I have an internet facing postfix mail filter (debian lenny) that sits in front of all our other mailservers on our network, and scans our mail using amavisd-new, clamav, spamassassin, and policy-weightd.
This server was set up and configured using the document found here: http://www200.pair.com/mecham/spam/spamfilter20090215.html (I also set up the bayesean and AWL lists with MySQL, and installed policy-weightd as described on the same site)
These servers (I have 2) have been running great for a couple of years now (on Debian Etch), but this latest install locks up about once per day (at different times) somehow, and I can't figure out why.
Details of problem
- The mail queues up on the server, and running mailq lists a bunch of items with (delivery temporarily suspended: conversation with 127.0.0.1[127.0.0.1] timed out while receiving the initial server greeting)
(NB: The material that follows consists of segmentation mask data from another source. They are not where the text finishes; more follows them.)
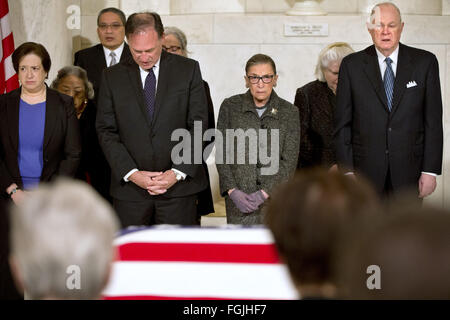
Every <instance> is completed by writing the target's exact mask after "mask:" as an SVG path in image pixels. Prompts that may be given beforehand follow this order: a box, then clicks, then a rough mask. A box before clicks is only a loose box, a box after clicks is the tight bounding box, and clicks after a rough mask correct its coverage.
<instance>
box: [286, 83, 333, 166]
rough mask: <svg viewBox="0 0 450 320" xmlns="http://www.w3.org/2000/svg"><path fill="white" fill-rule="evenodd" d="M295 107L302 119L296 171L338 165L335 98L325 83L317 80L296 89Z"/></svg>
mask: <svg viewBox="0 0 450 320" xmlns="http://www.w3.org/2000/svg"><path fill="white" fill-rule="evenodd" d="M294 104H295V105H296V106H297V107H298V111H299V116H300V152H299V155H298V162H297V168H298V169H300V168H308V167H313V166H323V167H325V168H329V167H331V166H332V165H333V164H335V163H336V156H335V155H334V145H333V131H334V124H333V112H334V109H335V107H336V97H335V95H334V94H333V91H331V89H330V88H328V85H327V83H326V82H321V81H319V80H315V81H313V82H310V83H308V84H306V85H304V86H303V87H301V88H298V89H297V92H296V94H295V102H294Z"/></svg>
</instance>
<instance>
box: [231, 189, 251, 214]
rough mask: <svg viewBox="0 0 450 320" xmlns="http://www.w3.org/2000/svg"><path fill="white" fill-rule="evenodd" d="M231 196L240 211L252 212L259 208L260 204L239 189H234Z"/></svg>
mask: <svg viewBox="0 0 450 320" xmlns="http://www.w3.org/2000/svg"><path fill="white" fill-rule="evenodd" d="M230 198H231V200H232V201H233V202H234V204H235V206H236V207H237V208H238V209H239V211H241V212H243V213H250V212H253V211H256V209H258V206H257V205H256V204H255V203H254V202H253V201H251V200H250V196H249V195H248V194H246V193H245V192H242V191H241V190H239V189H234V191H233V192H231V193H230Z"/></svg>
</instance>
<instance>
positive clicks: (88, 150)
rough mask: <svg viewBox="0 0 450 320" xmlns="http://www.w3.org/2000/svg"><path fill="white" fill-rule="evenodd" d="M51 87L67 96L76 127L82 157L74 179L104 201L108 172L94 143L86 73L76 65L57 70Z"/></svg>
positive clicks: (107, 189)
mask: <svg viewBox="0 0 450 320" xmlns="http://www.w3.org/2000/svg"><path fill="white" fill-rule="evenodd" d="M51 87H52V88H54V89H56V90H58V91H59V92H61V93H64V94H66V95H68V96H71V97H72V98H73V101H74V106H75V111H76V114H77V118H78V120H79V124H80V134H81V146H82V151H83V152H82V154H81V161H80V166H79V168H78V171H77V174H76V178H78V179H80V180H83V181H86V182H88V183H90V184H91V185H92V186H93V187H94V188H95V190H97V192H98V193H100V194H101V195H102V196H103V197H104V198H105V199H106V200H108V201H110V202H111V201H112V200H111V196H110V195H109V185H110V181H111V169H110V168H109V165H108V162H107V161H106V159H105V156H104V155H103V152H102V149H101V148H100V145H99V143H98V138H97V132H96V130H95V119H96V115H97V107H96V105H95V102H94V89H93V86H92V83H91V82H89V80H88V77H87V73H86V71H85V70H84V69H83V68H80V67H77V66H66V67H64V68H61V69H60V70H59V71H58V74H57V76H56V78H55V80H53V82H52V85H51Z"/></svg>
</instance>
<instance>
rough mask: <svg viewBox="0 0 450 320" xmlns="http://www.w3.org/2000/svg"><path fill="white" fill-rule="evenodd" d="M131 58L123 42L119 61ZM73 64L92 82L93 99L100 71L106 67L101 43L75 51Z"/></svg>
mask: <svg viewBox="0 0 450 320" xmlns="http://www.w3.org/2000/svg"><path fill="white" fill-rule="evenodd" d="M130 58H131V53H130V48H129V47H128V44H126V43H125V45H124V47H123V51H122V55H121V56H120V62H122V61H126V60H128V59H130ZM73 64H74V65H76V66H79V67H81V68H83V69H84V70H86V72H87V74H88V79H89V81H90V82H92V85H93V86H94V91H95V99H97V97H98V90H99V88H100V80H101V77H102V72H103V70H104V69H106V67H107V66H106V60H105V52H104V51H103V46H102V44H101V43H99V44H97V45H95V46H93V47H90V48H86V49H83V50H80V51H77V52H76V53H75V60H74V63H73Z"/></svg>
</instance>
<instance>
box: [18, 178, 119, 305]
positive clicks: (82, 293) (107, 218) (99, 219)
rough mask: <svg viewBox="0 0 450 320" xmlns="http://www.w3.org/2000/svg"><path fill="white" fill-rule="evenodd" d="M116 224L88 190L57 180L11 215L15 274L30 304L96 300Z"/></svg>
mask: <svg viewBox="0 0 450 320" xmlns="http://www.w3.org/2000/svg"><path fill="white" fill-rule="evenodd" d="M117 230H118V222H117V219H116V217H115V215H114V213H113V210H112V208H111V206H110V205H109V204H108V203H107V202H106V201H105V200H103V198H101V197H100V196H99V195H98V194H97V193H96V192H95V191H94V190H93V189H92V188H91V187H90V186H89V185H87V184H85V183H82V182H77V181H70V180H58V181H57V182H56V183H54V184H48V185H42V186H40V187H39V188H38V189H37V190H36V191H34V192H32V193H30V195H29V198H27V199H26V201H24V203H23V204H22V205H21V206H16V207H14V208H12V212H11V255H10V262H11V267H12V270H13V274H14V277H15V280H16V283H17V286H18V287H19V288H20V289H24V290H25V292H26V296H27V297H29V298H31V299H97V298H100V294H101V292H102V290H103V289H104V287H105V286H106V284H107V282H108V278H109V273H110V268H111V262H112V261H113V258H114V249H113V239H114V236H115V233H116V232H117Z"/></svg>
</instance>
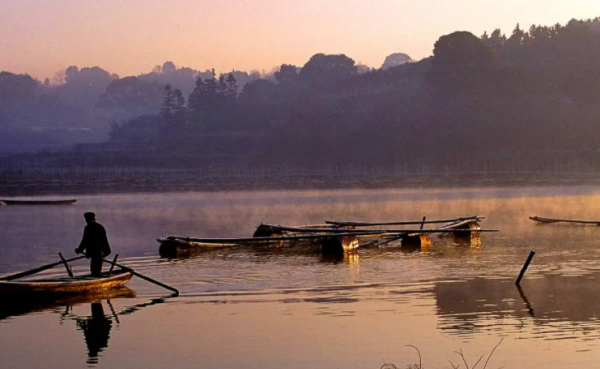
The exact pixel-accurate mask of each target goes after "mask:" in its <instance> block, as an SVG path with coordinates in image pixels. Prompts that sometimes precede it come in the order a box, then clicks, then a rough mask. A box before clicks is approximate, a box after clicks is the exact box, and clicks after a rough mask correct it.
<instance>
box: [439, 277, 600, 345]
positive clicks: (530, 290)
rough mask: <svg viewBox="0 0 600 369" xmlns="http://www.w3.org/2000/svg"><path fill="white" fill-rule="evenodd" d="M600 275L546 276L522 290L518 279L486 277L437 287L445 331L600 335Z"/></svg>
mask: <svg viewBox="0 0 600 369" xmlns="http://www.w3.org/2000/svg"><path fill="white" fill-rule="evenodd" d="M597 276H598V274H597V273H593V274H587V275H575V276H565V275H554V274H546V275H544V276H543V277H542V278H536V279H528V280H526V281H524V282H522V287H521V288H518V287H517V286H515V284H514V281H513V280H493V279H483V278H475V279H472V280H467V281H454V282H440V283H436V284H435V287H434V294H435V299H436V307H437V314H438V316H439V318H440V319H439V328H440V329H442V330H444V331H446V332H449V333H451V334H458V335H462V334H468V335H472V334H474V333H478V332H482V331H486V330H498V329H501V328H502V329H504V330H507V329H508V330H513V331H517V332H520V331H522V329H523V327H525V326H527V325H531V326H532V327H533V329H534V330H535V331H536V332H537V334H540V335H541V336H543V337H545V338H546V339H558V338H559V337H562V336H564V335H567V334H572V333H574V332H578V331H586V332H588V334H589V332H590V331H593V332H594V334H593V336H595V337H599V336H600V322H599V321H598V317H599V316H600V296H598V293H597V291H598V284H597V279H596V277H597ZM588 338H589V337H588Z"/></svg>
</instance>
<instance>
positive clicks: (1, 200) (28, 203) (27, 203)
mask: <svg viewBox="0 0 600 369" xmlns="http://www.w3.org/2000/svg"><path fill="white" fill-rule="evenodd" d="M76 201H77V199H59V200H24V199H0V202H1V203H4V204H5V205H71V204H74V203H75V202H76Z"/></svg>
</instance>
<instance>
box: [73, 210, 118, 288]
mask: <svg viewBox="0 0 600 369" xmlns="http://www.w3.org/2000/svg"><path fill="white" fill-rule="evenodd" d="M83 217H84V218H85V222H86V223H87V225H86V226H85V228H84V229H83V238H82V239H81V243H80V244H79V247H78V248H76V249H75V253H77V254H81V253H83V252H85V256H86V257H87V258H88V259H90V271H91V272H92V276H93V277H100V276H101V275H102V259H103V258H105V257H107V256H108V255H110V252H111V250H110V245H109V244H108V237H107V236H106V230H105V229H104V227H103V226H102V224H100V223H97V222H96V214H94V213H92V212H87V213H85V214H83Z"/></svg>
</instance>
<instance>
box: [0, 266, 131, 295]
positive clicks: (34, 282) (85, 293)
mask: <svg viewBox="0 0 600 369" xmlns="http://www.w3.org/2000/svg"><path fill="white" fill-rule="evenodd" d="M131 277H133V274H131V273H130V272H127V271H118V272H114V273H113V274H112V275H111V276H110V277H108V276H107V275H106V273H105V274H104V275H103V277H102V278H93V277H91V276H84V277H75V278H63V279H56V280H29V281H19V282H14V281H13V282H0V295H5V294H10V295H29V296H36V295H40V296H41V295H71V294H92V293H98V292H100V291H105V290H109V289H112V288H118V287H122V286H124V285H125V284H126V283H127V282H129V280H130V279H131Z"/></svg>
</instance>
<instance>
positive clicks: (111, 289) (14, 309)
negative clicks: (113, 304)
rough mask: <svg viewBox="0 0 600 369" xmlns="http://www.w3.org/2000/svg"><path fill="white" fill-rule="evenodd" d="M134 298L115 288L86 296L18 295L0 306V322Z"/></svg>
mask: <svg viewBox="0 0 600 369" xmlns="http://www.w3.org/2000/svg"><path fill="white" fill-rule="evenodd" d="M135 296H136V295H135V292H134V291H132V290H130V289H129V288H127V287H116V288H111V289H109V290H103V291H96V292H90V293H86V294H60V295H52V294H42V295H38V294H31V295H19V296H18V298H13V299H11V301H10V303H8V304H0V321H1V320H4V319H6V318H9V317H13V316H19V315H26V314H31V313H34V312H41V311H45V310H54V309H57V308H59V307H62V306H76V305H82V304H89V303H93V302H97V301H100V300H113V299H122V298H133V297H135Z"/></svg>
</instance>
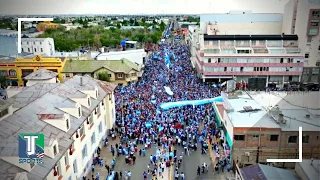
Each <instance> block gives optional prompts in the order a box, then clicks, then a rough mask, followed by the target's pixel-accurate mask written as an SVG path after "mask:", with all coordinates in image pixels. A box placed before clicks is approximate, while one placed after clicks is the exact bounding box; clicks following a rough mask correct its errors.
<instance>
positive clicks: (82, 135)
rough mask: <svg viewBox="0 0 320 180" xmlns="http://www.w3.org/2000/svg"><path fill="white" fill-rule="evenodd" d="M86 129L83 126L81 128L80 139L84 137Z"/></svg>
mask: <svg viewBox="0 0 320 180" xmlns="http://www.w3.org/2000/svg"><path fill="white" fill-rule="evenodd" d="M84 133H85V132H84V128H83V125H82V126H81V127H80V128H79V135H80V137H82V136H83V135H84Z"/></svg>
- Running amavisd-nanny freezes, and I have to log out of the ssh session. Running amavisd-nanny on a working system will show me the state of each amavisd process, and occasionally find stuck processes (what causes these stuck proccesses??) and terminate them. (I have set up a cron job to run amavisd-nanny hourly to clear these stuck processes, however, even that isn't enough to keep things running)
- ps -ef|grep amavisd lists all of my amavisd processes (12 of them) with (ch#-accept) after them. On a working system these say either (virgin child) or (ch#-avail)
- Memory, Diskspace, or number of postfix processes do not appear to be the problem.
What should I be doing to further diagnose my problem? I am not looking for a workaround, I want to determine what is going wrong and fix it.